Friday, 15 February 2013

Barbados

I should quickly mention that we went Barbados at the beginning of the year, it was amazing!  It was just The Man and I and it was magical.  I thought I would not bore you with a big details account of our holiday but put on some pictures for you to see.

This was our amazing hotel room,  we stayed in Garrison in the converted Rum Stores.

The Man and I had just swam at sunset and it was perfect.

Every day at sunrise they brought the race horses from the islands race track down to swim.

The Man and I on a boat on the way to go down in a submarine (my Daddy was a Submariner) 

This is a Cruise liner and I just thought it was a gorgeous picture.

This was a view out of the submarine window, we went down 150ft to the bottom of the reef.

This bell was given to the islands first church by the Bell Foundry in Whitechaple.

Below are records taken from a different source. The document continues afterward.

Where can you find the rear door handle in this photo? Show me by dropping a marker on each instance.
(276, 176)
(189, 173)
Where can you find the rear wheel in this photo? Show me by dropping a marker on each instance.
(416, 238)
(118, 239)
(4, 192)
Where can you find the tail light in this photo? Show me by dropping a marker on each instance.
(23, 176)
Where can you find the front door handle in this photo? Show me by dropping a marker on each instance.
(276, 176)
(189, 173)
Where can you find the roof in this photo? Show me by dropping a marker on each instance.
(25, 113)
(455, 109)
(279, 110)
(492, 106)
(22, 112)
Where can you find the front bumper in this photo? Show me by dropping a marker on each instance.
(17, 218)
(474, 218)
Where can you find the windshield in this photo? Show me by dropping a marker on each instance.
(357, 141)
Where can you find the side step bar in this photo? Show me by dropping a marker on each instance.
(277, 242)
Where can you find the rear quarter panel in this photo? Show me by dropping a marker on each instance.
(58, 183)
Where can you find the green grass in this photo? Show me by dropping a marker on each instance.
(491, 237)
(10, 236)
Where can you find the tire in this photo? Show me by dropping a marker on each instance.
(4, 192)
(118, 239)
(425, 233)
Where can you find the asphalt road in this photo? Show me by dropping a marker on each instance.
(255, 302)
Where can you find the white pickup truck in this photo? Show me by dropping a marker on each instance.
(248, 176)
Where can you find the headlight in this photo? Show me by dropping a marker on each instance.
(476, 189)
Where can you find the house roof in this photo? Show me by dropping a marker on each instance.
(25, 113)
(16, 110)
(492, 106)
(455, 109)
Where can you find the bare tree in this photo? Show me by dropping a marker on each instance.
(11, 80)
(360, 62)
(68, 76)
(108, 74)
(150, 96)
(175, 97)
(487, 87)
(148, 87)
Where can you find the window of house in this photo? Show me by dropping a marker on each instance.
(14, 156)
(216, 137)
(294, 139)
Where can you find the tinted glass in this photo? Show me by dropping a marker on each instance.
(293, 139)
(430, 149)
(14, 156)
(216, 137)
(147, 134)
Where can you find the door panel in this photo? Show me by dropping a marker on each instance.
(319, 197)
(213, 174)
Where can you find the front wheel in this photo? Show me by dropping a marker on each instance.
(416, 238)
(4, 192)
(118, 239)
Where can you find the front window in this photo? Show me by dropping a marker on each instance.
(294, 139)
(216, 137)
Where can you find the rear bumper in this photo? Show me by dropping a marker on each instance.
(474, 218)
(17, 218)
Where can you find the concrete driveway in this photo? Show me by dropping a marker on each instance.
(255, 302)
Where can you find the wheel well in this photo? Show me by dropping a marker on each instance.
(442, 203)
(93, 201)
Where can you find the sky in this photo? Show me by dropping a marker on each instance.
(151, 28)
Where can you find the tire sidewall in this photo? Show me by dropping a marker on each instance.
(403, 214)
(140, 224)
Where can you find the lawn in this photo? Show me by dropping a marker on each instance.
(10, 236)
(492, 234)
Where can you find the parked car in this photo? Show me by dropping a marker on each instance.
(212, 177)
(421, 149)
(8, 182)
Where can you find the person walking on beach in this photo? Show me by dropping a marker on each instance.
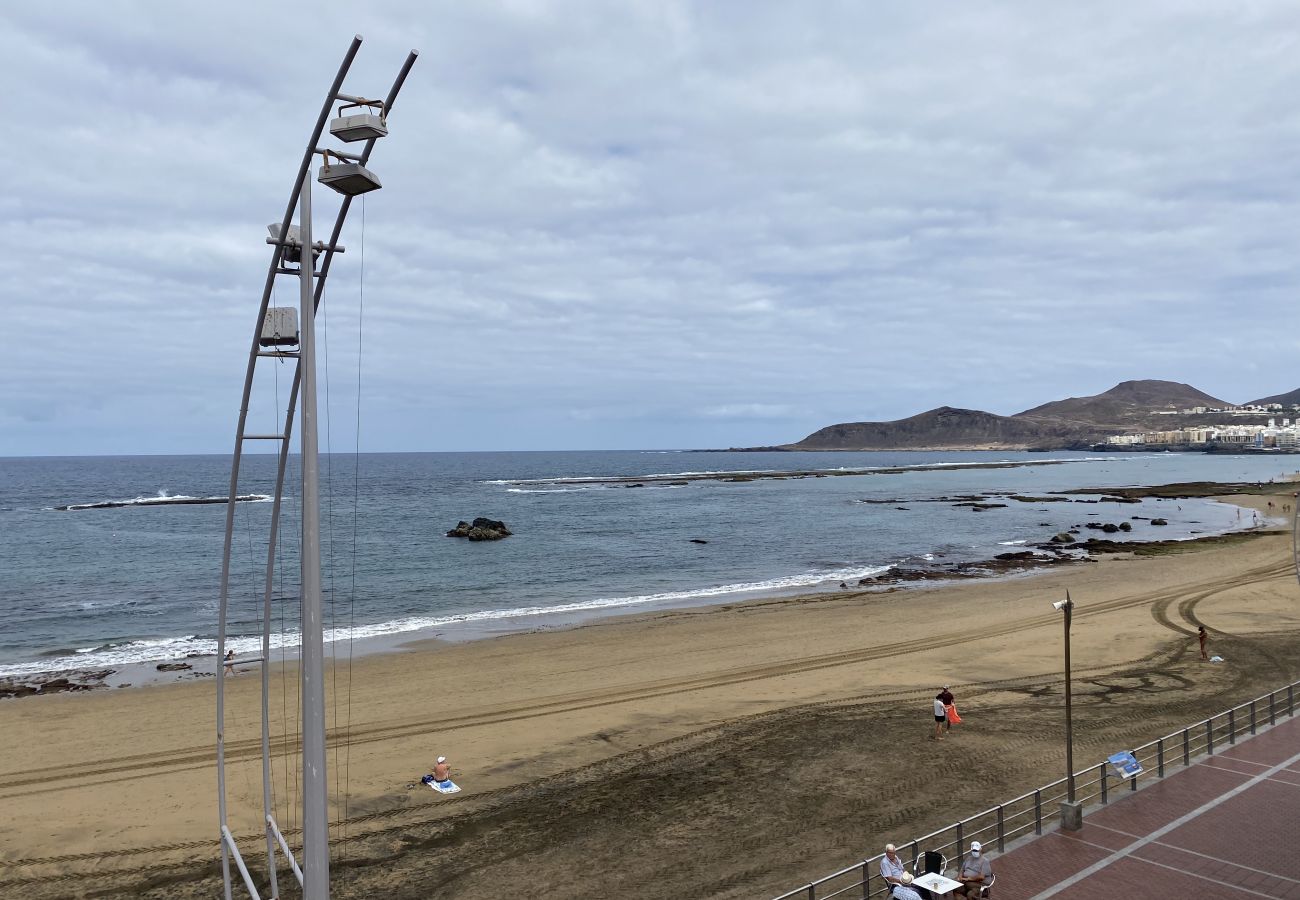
(945, 697)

This was a view from our beach

Another one of the horses swimming, they were stunning.

Thats it xxxx

Changing to Lyrica

I have over the past 2 weeks gone from taking 1800mg of Gabapentin to taking 225mg of Lyrica.  I was having a couple of weird side effects and I was waking up with intense pain in my spasming legs.  So my wonderful MS nurse suggested I start taking Lyrica, it is still patented so it is really expensive but can be more effective so I felt positive about the change.  I actually don't like messing with my medications, I find it is such a fine balance but if my MS nurse tells me that it is a good idea then I trust her.  I actually trust her completely and I know that I can always talk to her and be honest about how the medication is affecting me or when I need something else.  It is so important to have people around you that you trust, medical people are often scary because they have the knowledge that you wish you had so that you could know how to piece yourself back together.  The thing that I think we all forget is, we have the feelings, we know what it feels like, we are what they have studied so our input is essential.

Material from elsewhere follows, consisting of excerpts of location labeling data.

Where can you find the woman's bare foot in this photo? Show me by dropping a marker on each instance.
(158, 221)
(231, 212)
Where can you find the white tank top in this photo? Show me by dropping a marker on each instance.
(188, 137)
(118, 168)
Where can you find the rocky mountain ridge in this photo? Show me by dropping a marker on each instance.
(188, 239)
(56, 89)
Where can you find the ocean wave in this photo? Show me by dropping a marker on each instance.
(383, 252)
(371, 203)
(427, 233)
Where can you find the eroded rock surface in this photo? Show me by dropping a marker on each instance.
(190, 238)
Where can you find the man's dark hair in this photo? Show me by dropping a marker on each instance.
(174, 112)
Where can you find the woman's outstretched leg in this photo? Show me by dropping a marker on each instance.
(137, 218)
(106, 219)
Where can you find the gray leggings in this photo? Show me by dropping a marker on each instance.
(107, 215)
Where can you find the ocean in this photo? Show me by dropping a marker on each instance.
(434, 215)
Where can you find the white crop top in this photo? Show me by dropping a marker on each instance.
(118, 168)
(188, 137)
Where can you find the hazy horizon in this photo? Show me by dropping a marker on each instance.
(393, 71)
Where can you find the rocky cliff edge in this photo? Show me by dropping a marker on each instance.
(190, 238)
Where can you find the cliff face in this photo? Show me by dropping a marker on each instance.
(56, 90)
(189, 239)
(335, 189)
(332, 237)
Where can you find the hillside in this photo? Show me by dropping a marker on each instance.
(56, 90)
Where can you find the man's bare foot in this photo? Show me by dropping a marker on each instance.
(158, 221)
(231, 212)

It get me down when I can not go to work because of my illness but this was a side effect, this time my disease was not flaring up it was just an adjustment of meds.  This meant that although I have been really frustrated about not getting to work I did have a slightly more calming experience this time because I knew it was only temporary and that I would soon be back on top of the world.  Today is the first day that I feel clear headed, I have not taken my afternoon tablets yet but hopefully I will stay on that track and feel good.

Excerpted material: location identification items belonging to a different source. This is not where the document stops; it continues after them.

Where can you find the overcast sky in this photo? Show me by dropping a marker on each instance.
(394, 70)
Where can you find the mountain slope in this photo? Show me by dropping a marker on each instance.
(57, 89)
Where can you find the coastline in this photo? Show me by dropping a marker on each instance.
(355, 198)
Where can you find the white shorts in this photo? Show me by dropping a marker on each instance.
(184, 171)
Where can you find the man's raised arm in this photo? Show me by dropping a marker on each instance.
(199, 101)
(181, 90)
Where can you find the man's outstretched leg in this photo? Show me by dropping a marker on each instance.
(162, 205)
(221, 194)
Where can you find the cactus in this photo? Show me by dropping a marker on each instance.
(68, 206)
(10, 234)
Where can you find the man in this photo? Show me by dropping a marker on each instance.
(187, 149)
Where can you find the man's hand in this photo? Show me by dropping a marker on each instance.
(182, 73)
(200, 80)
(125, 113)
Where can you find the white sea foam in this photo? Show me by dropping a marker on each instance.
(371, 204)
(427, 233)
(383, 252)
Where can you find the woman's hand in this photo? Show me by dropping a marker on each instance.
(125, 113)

I thought I would also share my reasons for writing this stuff down, it wasn't to make people aware, it wasn't to educate anyone, it was simply one girls story about living with MS and how dealing with life on top of that can sometimes be a little tough.  I think sometimes I forget the purpose of my words, I forget why I transferred my diary onto a blog that others could read and the purpose originally was to allow my friends and family to read it to know how I was doing and also to hopefully comfort others who have MS, knowing that others go through it as well.  It is good to remember this, clear the confusion and hopefully move on from here and get back into writing because I really miss it when i don't write.

Over and out for now
Loves
Jess xxx

Dear Elizabeth

Hello,

I have decided what might be making it so hard for me write.  I always found writing to you so easy and then I was told I had to let you go.  I did a session where someone told me that the relationship I have with you is not healthy and that I should do the right thing and let you go.  I think this might have been the worst advice someone has ever given me.  I have gone through my life knowing that you were there, knowing that this path I walk has two sets of footprints in the sand.  I have spoken through writing to you for more years than I can remember and that is something my life needs.  I am sure the advice was meant with good intentions but I am not ready or willing to give this up.  Hopefully figuring this out will free up my mind and allow me to write to you like I always have.  Thanks for waiting for me.